BigQuery is a SAS Database platform by google. BigQuery is very similar to RDBMS, and you use SQL to work with it. The main advantage of BigQuery is that it is a RDBMS for bigdata. You can put as much data (even PB) as you want and then query the data. Since there is no free lunch and we have the CAP Theorem, BigQuery uses eventual consistent. Due to this there are no foreign keys, though you can still do joins and all other SQL Queries. The time to get a result is not sub seconds, but you go over terabytes of data within a few seconds an even petabytes in a few minutes. For a demo see Google BigQuery introduction.

Limitations

Currently (this is an ongoing project and constantly changing) the onset of bigquery is that it is a readonly database. You can load any data you want and then do all your analysis on the data.

There are multiple ways to upload data into bigquery. You can duplicate data from other tables, upload csv files or use streaming.

Google has added update and delete command, but they are very limited.

Streaming

Since we need to transform data online from salesforce to BQ I used the streaming API.

I have faced a few issues with tables that use streaming:

  • The first, is that on tables that you stream you cannot use the update or delete commands :(.

  • Second problem that I faced, was that google supports eventual consistency. I had wanted to use the data from the table after the streaming (as you will see how i overcame the update problem) , but the data was not fully there. To solve this, I query the count on the table and wait in a loop (usually under 10 secs or so) until I have the full count before using the table.
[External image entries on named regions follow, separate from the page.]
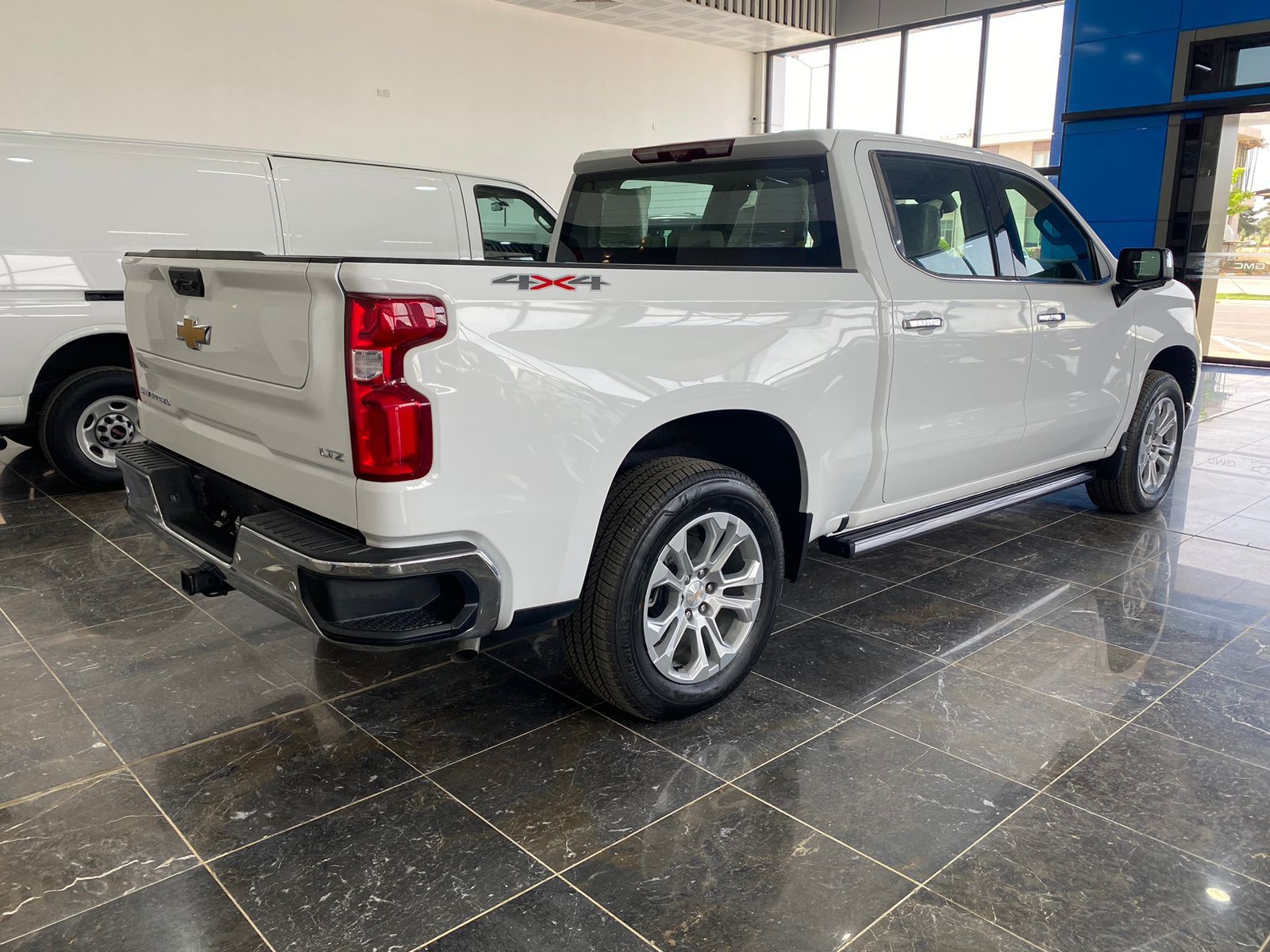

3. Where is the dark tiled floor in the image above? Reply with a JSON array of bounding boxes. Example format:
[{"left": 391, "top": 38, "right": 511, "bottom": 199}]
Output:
[{"left": 0, "top": 370, "right": 1270, "bottom": 952}]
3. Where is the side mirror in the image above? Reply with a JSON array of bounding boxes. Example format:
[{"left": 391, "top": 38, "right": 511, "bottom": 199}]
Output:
[{"left": 1111, "top": 248, "right": 1173, "bottom": 307}]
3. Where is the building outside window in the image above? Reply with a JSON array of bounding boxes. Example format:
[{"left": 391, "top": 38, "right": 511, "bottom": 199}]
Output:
[{"left": 768, "top": 2, "right": 1063, "bottom": 169}]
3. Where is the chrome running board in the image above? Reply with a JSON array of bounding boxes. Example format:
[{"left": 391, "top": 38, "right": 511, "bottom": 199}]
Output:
[{"left": 821, "top": 465, "right": 1096, "bottom": 559}]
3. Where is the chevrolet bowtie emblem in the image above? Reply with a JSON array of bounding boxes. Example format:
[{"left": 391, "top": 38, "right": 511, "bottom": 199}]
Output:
[{"left": 176, "top": 317, "right": 212, "bottom": 351}]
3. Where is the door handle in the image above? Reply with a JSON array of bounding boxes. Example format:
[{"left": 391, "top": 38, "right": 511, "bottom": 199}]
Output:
[{"left": 900, "top": 313, "right": 944, "bottom": 330}]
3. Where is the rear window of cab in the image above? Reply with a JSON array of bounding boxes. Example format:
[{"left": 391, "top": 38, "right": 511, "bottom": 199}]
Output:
[{"left": 556, "top": 156, "right": 842, "bottom": 268}]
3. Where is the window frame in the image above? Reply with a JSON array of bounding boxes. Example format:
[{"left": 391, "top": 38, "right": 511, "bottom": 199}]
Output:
[
  {"left": 764, "top": 0, "right": 1062, "bottom": 175},
  {"left": 978, "top": 163, "right": 1111, "bottom": 287},
  {"left": 868, "top": 148, "right": 1113, "bottom": 287},
  {"left": 548, "top": 152, "right": 857, "bottom": 273},
  {"left": 471, "top": 182, "right": 557, "bottom": 262},
  {"left": 868, "top": 148, "right": 1008, "bottom": 281},
  {"left": 1186, "top": 30, "right": 1270, "bottom": 95}
]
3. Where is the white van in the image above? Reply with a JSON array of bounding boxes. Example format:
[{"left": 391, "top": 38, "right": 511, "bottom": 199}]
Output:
[{"left": 0, "top": 131, "right": 555, "bottom": 489}]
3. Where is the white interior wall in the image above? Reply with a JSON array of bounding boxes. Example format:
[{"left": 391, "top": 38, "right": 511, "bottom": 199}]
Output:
[{"left": 0, "top": 0, "right": 756, "bottom": 205}]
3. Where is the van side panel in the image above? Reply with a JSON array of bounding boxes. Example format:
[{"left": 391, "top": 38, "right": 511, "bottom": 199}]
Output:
[
  {"left": 269, "top": 156, "right": 471, "bottom": 259},
  {"left": 0, "top": 133, "right": 281, "bottom": 424}
]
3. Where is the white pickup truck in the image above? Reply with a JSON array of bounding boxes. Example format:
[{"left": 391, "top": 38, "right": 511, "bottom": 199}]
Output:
[
  {"left": 0, "top": 129, "right": 555, "bottom": 490},
  {"left": 118, "top": 131, "right": 1199, "bottom": 719}
]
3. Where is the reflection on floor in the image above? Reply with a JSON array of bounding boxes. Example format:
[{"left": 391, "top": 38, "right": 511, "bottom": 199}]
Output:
[{"left": 0, "top": 370, "right": 1270, "bottom": 952}]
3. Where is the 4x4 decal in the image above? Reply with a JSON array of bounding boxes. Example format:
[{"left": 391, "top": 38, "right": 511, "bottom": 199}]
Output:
[{"left": 491, "top": 274, "right": 608, "bottom": 290}]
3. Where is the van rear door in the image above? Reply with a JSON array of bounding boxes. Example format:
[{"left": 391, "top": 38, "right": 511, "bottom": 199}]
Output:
[{"left": 269, "top": 156, "right": 471, "bottom": 259}]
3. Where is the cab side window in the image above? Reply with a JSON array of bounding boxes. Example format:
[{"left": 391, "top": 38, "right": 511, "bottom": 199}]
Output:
[
  {"left": 878, "top": 154, "right": 997, "bottom": 278},
  {"left": 988, "top": 167, "right": 1099, "bottom": 282},
  {"left": 472, "top": 186, "right": 555, "bottom": 262}
]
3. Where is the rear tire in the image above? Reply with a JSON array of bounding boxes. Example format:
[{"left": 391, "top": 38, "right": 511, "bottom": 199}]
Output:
[
  {"left": 1084, "top": 370, "right": 1186, "bottom": 516},
  {"left": 560, "top": 457, "right": 785, "bottom": 721},
  {"left": 40, "top": 367, "right": 140, "bottom": 490}
]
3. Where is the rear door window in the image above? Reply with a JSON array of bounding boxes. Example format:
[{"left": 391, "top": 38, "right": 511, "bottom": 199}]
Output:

  • Another issue with streaming is that google does not support partitioning of the table (which can improve performance and price)

Update problem

Since basically bigquery does not support update and delete (current support is limited, and does not work on streaming tables), I had the following problem:

I have a table that is a snapshot of a table from an external system (salesforce). Every so often I want to sync the delta that has changed to the BQ table. Appending new records is not an issue, but updating or deleted is. So what is the workaround?

Since I also don’t want half batches, during the sync of the data, all data will be saved into a temp table (another issue I hit - you cannot reuse table names with streaming since deleted tables still stay around for a while, so I added a timestamp to the table name).

I added a column to the temp table so i know if the record is a deleted record or not. I do not know if the others are add or update, but there is a solution for this as you will see.

I created a select to get all records from the main table that the Id’s do not appear in the temp table (these are the records that have not changed). Then I union to this, all the rest of the records from the temp table (without the deleted ones, this will give me all the new and updated records).

The trick is that the output of this query can then override the original table. So in the end I get an updated table with the same name that has all the records (of course the price for this is a full table scan of both main and temp tables).

Note: The nice SQL "select Id from x where Id not in (select Id from y) " does not work well in BQ and on big tables (over 200,000 records) you get an error of "Resources exceeded during query execution". To solve this I changed the query to be an outer join where the right side is null: “select main.* from x main LEFT JOIN y temp ON temp.Id = main.Id WHERE temp.Id IS NULL”

Pricing

With google you pay only what you use. So with BQ you will pay for storage. In addition for storage you will pay for analysis of the data. So on this you must be careful. Part of the magic is that instead of trying to bypass the full table scan, google optimized the full table scan and will always scan the table. So you need to check your query, and do not bring what you don’t need (you will pay for it).

Google has a nice feature in the UI to display the MB processed for the query.

For more information on pricing see https://cloud.google.com/bigquery/pricing.

Summary

BigQuery is a very useful tool for analysis of big data, and is still a product in development. So before you jump in make sure you know your requirements well and check that BigQuery supports them.